Shares in Halma (LON: HLMA) plummeted more than 11% on Thursday — shedding over 510p to trade around 4,128p — as investors took fright at customer concentration risks in its fast-growing photonics division, even as the FTSE 100 safety and technology group delivered a string of record financial results.
For the 12 months to 31 March 2026, Halma grew revenue 15% to £2.58 billion and adjusted earnings before interest and tax (EBIT) 22% to £594.5 million, both surpassing City forecasts and crossing the £2.5 billion and £500 million milestones for the first time. It was also the company’s 23rd consecutive year of adjusted profit growth.
Organic revenue rose 16%, with the photonics business — which serves the booming data centre industry — contributing around eight percentage points of that growth. However, analysts and investors flagged a growing concern: revenue from a single photonics customer climbed from 15% to 20% of group sales during the year, raising concentration risk warnings.
Halma invested a record £600 million during the year, including £447 million across five acquisitions, with two further deals worth around £75 million completed after the year-end. Adjusted cash conversion remained healthy at 93%, ahead of its 90% target, while net debt stood at a comfortable 1.16 times adjusted EBITDA.

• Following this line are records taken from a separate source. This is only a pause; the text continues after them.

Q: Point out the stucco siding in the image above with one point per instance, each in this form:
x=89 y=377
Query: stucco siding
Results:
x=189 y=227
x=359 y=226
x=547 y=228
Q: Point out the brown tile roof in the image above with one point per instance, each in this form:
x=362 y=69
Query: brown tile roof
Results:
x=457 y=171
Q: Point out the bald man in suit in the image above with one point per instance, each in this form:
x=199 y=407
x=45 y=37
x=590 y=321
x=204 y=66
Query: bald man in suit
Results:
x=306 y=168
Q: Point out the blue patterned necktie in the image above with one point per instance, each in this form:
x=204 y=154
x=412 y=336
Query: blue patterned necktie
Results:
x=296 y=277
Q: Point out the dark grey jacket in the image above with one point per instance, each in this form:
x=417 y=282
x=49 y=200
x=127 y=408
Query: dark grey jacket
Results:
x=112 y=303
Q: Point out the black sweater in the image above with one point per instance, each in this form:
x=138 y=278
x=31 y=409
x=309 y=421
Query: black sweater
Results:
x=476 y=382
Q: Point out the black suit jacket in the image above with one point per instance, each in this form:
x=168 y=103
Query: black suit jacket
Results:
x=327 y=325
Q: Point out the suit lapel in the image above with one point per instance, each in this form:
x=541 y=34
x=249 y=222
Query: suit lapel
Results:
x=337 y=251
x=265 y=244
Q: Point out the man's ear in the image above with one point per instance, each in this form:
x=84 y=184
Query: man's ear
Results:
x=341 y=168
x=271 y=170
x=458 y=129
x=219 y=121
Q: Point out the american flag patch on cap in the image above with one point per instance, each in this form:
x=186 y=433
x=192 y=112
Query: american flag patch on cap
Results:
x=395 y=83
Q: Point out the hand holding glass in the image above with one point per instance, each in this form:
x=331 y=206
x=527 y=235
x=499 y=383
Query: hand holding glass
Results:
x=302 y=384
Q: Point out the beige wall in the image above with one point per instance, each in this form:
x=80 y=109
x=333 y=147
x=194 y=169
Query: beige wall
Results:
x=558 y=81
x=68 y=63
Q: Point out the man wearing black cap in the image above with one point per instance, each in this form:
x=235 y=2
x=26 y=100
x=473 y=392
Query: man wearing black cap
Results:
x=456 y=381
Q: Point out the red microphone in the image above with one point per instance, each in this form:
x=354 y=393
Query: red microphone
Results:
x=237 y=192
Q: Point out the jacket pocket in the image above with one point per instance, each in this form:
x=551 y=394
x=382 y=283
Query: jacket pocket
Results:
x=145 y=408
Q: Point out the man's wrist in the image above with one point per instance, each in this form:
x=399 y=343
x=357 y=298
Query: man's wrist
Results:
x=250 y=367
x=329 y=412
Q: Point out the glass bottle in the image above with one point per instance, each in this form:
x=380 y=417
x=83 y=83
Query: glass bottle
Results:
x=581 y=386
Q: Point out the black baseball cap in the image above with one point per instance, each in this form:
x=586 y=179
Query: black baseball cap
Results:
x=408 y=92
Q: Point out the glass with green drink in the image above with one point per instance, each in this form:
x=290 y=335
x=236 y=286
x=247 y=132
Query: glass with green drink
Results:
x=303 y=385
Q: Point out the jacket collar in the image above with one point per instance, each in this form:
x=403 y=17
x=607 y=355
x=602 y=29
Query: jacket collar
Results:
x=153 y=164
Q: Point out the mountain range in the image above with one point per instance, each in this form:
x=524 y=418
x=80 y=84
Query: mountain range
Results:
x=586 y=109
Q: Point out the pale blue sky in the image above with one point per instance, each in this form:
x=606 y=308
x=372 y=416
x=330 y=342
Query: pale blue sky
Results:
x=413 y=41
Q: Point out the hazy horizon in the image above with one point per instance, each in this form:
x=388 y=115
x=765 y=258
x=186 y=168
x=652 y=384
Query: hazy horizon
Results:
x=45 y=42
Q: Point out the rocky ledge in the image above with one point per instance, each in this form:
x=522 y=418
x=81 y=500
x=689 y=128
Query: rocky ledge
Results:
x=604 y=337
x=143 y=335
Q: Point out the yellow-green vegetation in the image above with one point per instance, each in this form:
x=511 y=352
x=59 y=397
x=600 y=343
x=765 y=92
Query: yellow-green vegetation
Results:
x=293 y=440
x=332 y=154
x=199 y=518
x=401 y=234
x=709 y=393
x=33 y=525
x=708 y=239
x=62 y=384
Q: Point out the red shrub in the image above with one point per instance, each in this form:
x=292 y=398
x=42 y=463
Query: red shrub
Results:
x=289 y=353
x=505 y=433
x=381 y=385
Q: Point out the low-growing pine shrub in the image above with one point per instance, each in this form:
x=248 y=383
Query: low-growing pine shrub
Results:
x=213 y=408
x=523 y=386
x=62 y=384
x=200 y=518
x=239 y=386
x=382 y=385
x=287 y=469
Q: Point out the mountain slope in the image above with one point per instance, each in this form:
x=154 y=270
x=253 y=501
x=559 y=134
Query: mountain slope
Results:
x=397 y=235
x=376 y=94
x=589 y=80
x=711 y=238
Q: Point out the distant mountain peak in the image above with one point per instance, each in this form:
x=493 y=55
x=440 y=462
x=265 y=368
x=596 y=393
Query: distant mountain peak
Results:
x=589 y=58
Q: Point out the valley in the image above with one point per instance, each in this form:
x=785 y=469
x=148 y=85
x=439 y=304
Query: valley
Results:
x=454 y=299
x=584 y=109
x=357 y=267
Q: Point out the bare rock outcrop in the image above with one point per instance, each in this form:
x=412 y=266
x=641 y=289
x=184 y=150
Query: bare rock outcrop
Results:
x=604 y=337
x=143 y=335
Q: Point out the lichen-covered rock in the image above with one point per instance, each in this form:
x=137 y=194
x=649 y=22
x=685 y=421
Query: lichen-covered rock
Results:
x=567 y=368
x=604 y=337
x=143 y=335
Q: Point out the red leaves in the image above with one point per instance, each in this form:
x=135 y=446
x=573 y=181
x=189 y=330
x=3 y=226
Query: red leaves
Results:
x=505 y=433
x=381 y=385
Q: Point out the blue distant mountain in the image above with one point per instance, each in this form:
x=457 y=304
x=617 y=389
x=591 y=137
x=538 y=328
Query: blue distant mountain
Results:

The board raised its total dividend 7% to 24.74p per share — a 47th consecutive year of growth of 5% or more — though the payout came in slightly below the 25.9p the market had anticipated.
Looking ahead, Halma guided for low double-digit organic revenue growth in FY2027, but with shares trading at roughly 36 times forward earnings — well above a sector average of 22 times — analysts at Panmure Liberum noted the premium valuation leaves little room for any disappointment.